CureMatch Announces Publication In Oncoimmunology Of Data Unveiling A Specific Mutagenesis Process Linked To The Response To Immunotherapy In Cancer

Scientists Validate Need to Determine Specific Subset of Mutations that Elicit Cancer Therapy Response

SAN DIEGO, CA – February 7, 2017 – CureMatch, the developer of a decision support platform for combination therapy in cancer, today revealed in the peer-reviewed journal OncoImmunology the description of a specific mechanism that can potentially be used for selecting patients predisposed to respond to immunotherapy.

During the last decade, various immunotherapy approaches have shown promising results in patients suffering from cancer. One of the most successful strategies leverages immune checkpoints as “off” switches when bound to their ligand found on antigen-presenting and tumor cells, such as PD-1 and PD-1 ligands. Recent evidence has established a link between the genomic instability of cancer and the response to checkpoint blockade in various tumor types.

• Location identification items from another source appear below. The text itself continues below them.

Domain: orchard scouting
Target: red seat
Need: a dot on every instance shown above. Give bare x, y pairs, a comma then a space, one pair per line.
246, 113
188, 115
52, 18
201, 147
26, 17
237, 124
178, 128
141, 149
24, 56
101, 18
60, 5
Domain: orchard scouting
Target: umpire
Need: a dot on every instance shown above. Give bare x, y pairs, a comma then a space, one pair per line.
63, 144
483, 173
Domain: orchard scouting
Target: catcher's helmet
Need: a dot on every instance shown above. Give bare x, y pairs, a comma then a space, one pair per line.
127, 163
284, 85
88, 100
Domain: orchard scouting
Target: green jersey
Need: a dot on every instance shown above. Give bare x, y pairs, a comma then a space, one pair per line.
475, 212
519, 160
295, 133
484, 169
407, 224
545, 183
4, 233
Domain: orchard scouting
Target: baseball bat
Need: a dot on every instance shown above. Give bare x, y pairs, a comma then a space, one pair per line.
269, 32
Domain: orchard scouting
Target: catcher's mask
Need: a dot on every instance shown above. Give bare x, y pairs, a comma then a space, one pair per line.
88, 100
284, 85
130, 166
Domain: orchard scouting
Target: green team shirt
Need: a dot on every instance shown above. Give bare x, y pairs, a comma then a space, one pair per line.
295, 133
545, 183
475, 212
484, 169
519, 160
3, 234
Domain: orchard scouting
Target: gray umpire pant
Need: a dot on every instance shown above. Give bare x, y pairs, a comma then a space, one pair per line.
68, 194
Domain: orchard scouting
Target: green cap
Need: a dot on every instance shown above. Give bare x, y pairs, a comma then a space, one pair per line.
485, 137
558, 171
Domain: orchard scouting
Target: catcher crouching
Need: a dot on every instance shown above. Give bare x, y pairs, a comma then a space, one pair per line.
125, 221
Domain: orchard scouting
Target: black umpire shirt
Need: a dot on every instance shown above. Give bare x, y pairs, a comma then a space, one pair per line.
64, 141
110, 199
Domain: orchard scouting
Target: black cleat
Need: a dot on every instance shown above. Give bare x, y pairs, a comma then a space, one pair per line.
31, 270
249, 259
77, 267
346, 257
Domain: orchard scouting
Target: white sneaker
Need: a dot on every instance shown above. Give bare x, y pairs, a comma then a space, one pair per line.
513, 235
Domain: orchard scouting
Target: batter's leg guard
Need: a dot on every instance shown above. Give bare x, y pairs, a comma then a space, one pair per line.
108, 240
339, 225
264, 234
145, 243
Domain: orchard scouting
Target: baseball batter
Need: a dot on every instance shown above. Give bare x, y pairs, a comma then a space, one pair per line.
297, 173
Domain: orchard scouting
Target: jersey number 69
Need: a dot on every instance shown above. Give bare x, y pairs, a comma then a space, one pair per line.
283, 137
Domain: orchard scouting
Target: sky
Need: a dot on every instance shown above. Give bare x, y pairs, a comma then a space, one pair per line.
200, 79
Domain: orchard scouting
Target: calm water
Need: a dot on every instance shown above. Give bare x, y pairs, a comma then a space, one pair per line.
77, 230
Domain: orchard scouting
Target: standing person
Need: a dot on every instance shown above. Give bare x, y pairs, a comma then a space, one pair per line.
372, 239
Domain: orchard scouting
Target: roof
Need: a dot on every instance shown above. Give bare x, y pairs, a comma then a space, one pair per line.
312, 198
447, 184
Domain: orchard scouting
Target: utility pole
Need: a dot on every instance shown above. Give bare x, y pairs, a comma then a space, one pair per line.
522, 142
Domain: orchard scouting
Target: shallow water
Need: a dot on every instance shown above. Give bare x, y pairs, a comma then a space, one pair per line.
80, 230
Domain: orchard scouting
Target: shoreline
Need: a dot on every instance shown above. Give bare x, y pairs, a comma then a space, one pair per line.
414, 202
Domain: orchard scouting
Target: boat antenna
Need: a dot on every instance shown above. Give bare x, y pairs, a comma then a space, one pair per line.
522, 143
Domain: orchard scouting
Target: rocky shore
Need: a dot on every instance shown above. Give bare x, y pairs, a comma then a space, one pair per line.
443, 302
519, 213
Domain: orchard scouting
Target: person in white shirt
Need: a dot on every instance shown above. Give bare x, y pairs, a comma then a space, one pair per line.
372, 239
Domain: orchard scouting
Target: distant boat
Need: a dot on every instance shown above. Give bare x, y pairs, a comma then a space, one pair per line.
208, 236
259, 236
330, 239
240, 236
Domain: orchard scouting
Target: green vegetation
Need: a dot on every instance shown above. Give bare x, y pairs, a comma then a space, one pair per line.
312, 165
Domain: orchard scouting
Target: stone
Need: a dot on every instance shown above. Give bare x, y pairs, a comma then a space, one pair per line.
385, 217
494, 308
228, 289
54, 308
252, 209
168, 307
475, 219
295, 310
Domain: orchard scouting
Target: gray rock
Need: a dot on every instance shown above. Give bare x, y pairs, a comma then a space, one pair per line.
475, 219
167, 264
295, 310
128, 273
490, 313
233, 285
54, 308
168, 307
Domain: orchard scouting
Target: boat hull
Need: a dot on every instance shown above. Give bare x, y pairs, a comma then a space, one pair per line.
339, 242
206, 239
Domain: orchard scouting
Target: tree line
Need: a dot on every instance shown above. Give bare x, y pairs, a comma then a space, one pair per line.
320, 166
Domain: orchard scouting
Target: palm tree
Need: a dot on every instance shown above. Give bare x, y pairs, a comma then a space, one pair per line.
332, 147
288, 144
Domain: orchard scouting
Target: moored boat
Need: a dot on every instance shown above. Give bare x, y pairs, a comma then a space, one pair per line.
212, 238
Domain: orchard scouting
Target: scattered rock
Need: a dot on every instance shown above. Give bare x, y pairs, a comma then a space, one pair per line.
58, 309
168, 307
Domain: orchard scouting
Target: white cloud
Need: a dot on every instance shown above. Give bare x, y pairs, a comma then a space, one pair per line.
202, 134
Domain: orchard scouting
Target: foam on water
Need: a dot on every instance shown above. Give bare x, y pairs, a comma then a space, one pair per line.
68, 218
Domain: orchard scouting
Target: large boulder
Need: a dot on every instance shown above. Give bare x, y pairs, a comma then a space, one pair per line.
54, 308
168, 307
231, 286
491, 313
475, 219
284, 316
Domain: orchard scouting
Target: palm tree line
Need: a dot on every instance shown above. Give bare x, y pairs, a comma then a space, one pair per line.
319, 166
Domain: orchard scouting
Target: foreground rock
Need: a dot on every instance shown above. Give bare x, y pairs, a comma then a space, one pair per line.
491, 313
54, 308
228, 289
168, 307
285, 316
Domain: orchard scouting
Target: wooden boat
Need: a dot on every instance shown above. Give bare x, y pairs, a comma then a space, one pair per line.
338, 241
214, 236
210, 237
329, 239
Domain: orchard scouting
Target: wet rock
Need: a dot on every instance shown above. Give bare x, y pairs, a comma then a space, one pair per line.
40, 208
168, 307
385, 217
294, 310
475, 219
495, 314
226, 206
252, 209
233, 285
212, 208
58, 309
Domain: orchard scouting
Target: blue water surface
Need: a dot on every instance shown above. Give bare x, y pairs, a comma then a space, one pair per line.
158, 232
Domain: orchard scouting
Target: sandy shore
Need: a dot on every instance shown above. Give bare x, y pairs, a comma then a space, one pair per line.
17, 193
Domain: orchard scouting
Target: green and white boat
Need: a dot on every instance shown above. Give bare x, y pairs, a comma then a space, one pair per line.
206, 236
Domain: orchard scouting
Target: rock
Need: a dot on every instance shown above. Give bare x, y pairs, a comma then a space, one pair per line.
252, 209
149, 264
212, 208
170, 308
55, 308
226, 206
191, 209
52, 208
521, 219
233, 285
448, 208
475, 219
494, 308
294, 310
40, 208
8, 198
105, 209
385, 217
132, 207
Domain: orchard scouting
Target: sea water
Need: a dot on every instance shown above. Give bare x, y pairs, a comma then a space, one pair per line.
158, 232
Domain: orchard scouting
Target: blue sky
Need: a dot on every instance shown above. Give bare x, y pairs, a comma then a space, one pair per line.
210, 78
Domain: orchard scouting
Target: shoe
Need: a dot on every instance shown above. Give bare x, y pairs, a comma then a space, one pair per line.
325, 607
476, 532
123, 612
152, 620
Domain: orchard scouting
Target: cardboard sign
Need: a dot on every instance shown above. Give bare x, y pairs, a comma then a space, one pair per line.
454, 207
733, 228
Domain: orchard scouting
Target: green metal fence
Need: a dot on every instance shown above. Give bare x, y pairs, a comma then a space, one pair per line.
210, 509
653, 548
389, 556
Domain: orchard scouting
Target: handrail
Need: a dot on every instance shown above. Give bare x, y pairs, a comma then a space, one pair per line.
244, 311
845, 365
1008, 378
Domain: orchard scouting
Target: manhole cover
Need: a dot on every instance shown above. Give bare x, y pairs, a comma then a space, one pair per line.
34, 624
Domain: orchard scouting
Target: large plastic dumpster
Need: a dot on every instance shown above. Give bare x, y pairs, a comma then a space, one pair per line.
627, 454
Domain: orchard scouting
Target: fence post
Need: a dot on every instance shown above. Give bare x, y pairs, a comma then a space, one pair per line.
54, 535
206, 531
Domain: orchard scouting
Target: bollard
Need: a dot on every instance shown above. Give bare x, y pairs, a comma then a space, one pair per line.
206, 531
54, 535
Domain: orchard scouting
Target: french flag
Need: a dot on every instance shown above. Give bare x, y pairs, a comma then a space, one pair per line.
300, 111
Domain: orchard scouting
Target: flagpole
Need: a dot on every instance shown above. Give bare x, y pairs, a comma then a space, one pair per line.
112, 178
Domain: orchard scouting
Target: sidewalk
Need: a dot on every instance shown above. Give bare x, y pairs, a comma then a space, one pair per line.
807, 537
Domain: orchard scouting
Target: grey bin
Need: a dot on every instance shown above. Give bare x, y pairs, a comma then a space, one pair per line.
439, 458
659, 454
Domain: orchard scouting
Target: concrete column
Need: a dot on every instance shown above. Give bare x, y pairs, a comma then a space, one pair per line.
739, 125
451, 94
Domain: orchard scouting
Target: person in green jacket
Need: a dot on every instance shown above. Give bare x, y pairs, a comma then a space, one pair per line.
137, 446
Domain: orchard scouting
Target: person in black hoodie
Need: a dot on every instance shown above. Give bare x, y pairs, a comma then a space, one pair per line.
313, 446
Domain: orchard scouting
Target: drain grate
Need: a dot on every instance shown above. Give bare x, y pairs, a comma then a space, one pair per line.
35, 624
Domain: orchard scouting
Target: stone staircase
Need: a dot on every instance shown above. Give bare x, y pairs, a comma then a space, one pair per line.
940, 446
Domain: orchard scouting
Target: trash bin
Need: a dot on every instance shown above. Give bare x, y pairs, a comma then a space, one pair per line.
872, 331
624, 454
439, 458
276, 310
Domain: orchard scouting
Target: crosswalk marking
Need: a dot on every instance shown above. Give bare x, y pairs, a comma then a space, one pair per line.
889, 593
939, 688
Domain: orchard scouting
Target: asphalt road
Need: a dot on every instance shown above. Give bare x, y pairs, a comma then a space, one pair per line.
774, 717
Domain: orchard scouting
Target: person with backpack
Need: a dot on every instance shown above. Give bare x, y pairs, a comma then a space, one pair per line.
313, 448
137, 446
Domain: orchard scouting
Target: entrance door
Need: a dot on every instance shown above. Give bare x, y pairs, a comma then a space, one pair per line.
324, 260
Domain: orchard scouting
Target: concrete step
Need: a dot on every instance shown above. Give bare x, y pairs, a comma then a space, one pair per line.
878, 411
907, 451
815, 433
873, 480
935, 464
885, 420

Researchers in the study used a set of 8,475 samples, corresponding to 32 different cancer types, and a series of multivariate regression models to explain the overall association between high levels of PD-1 ligand expression and different mutation burden mechanisms. The data confirmed the association previously observed between PD-1 ligand expression and the presence of tumor mutagenesis processes. Of greater interest, the research highlighted the critical role played by APOBEC enzymes, and their dysfunction.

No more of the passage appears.